The burden is on the State at a suppression hearing to show by a preponderance of the evidence that defendant’s confession was voluntarily given. Likewise, the State must show by a preponderance of the evidence that the defendant voluntarily and knowingly waived his Miranda rights. (People v. Nau (1988), 167 Ill. App. 3d 338, 349, 521 N.E.2d 177, 185.) The court reasonably found that defendant’s statements were coerced given that the testimony indicated that a statement was a prerequisite to his seeing his critically injured wife. Defendant testified that he was told he had to give a statement before visiting his wife. Defendant’s father testified to telephone conversations where defendant indicated he had to give statements in order to see his wife. A stipulation revealed that defendant was a suspect, and although no probable cause existed to arrest him, police took him to the station after doctors medically released him. The trier of fact found defendant’s testimony credible. This credibility determination must be given deference on appeal. Where the evidence is merely conflicting, a court of review will not substitute its judgment for that of the trier of fact. Racanelli, 132 Ill. App. 3d at 129, 476 N.E.2d at 1182.

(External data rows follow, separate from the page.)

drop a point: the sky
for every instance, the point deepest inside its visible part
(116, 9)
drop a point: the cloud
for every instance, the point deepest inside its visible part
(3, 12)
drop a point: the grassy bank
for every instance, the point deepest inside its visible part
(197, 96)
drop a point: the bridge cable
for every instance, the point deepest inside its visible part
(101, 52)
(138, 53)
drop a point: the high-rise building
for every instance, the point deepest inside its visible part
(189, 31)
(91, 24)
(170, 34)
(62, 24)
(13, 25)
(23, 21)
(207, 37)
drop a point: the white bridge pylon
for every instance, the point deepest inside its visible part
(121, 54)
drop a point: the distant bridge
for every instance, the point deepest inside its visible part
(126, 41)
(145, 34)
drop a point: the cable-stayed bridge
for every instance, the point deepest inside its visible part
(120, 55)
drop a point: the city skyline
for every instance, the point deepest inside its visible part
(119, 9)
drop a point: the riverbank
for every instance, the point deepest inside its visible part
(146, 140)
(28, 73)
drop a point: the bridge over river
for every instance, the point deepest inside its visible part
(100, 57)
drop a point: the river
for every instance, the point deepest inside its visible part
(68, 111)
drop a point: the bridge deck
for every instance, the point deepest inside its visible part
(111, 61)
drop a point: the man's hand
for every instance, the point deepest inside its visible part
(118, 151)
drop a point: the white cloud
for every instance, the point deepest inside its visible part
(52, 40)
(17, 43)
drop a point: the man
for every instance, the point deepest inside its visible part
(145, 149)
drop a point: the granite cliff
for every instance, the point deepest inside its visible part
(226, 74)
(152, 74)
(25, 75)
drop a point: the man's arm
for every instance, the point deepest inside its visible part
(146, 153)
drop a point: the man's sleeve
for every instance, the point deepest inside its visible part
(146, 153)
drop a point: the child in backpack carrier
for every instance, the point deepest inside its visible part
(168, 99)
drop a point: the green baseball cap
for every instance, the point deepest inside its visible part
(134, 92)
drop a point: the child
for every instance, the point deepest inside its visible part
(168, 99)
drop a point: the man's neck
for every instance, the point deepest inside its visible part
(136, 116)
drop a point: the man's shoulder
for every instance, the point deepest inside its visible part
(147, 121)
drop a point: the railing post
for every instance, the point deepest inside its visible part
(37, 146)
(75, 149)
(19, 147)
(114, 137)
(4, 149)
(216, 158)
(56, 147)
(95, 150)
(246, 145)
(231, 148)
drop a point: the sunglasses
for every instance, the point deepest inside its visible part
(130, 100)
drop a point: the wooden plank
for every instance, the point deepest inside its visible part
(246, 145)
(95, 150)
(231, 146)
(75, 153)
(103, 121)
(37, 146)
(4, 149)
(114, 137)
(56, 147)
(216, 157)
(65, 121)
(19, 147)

Moreover, the trial court found that because the police continued to interrogate the defendant after he unequivocally invoked his right to counsel, the statement should be excluded. We find support for the trial court’s determination in Smith v. Illinois (1984), 469 U.S. 91, 83 L. Ed. 2d 488, 105 S. Ct. 490, where the interrogation was similar to the one in the case at bar. In Smith, the defendant was arrested and interrogated. The police began to advise him of his Miranda rights, and defendant stated in response to having a lawyer present, “Uh, yeah. I like to do that.” However, police continued to question him and advise him of his right to a lawyer:

“Q. Do you wish to talk to me at this time without a lawyer being present?
A. Yeah and no, uh, I don’t know what’s what, really.
Q. Well. You either have \to agree] to talk to me this time without a lawyer being present and if you do agree to talk with me without a lawyer being present you can stop at any time you want to.
A. All right. I’ll talk to you then.” (Emphasis in original.)

{Smith, 469 U.S. at 93, 83 L. Ed. 2d at 492,105 S. Ct. at 491.) Defendant ultimately confessed before again requesting a lawyer, *594which request the police honored. Although the Illinois Supreme Court found the statements ambiguous, the United States Supreme Court reversed. The court noted that in Edwards v. Arizona (1981), 451 U.S. 477, 68 L. Ed. 2d 378, 101 S. Ct. 1880, it had intended to establish a clear requirement that all questioning should cease once a defendant had requested counsel. See Arizona v. Roberson (1988), 486 U.S___, 100 L. Ed. 2d 704, 108 S. Ct. 2093.

In this case, even before defendant was in custody, police knew that defendant wanted a lawyer. Defendant requested one at the hospital and at the police station. Officers also overheard defendant’s father telling defendant to get a lawyer before making any statements. Nevertheless, in their pursuit to obtain a statement, police did not scrupulously honor defendant’s right to counsel. Therefore, the trial court properly excluded the statements.

The judgment of the circuit court of Lake County is affirmed.

Affirmed.

WOODWARD and UNVERZAGT, JJ., concur.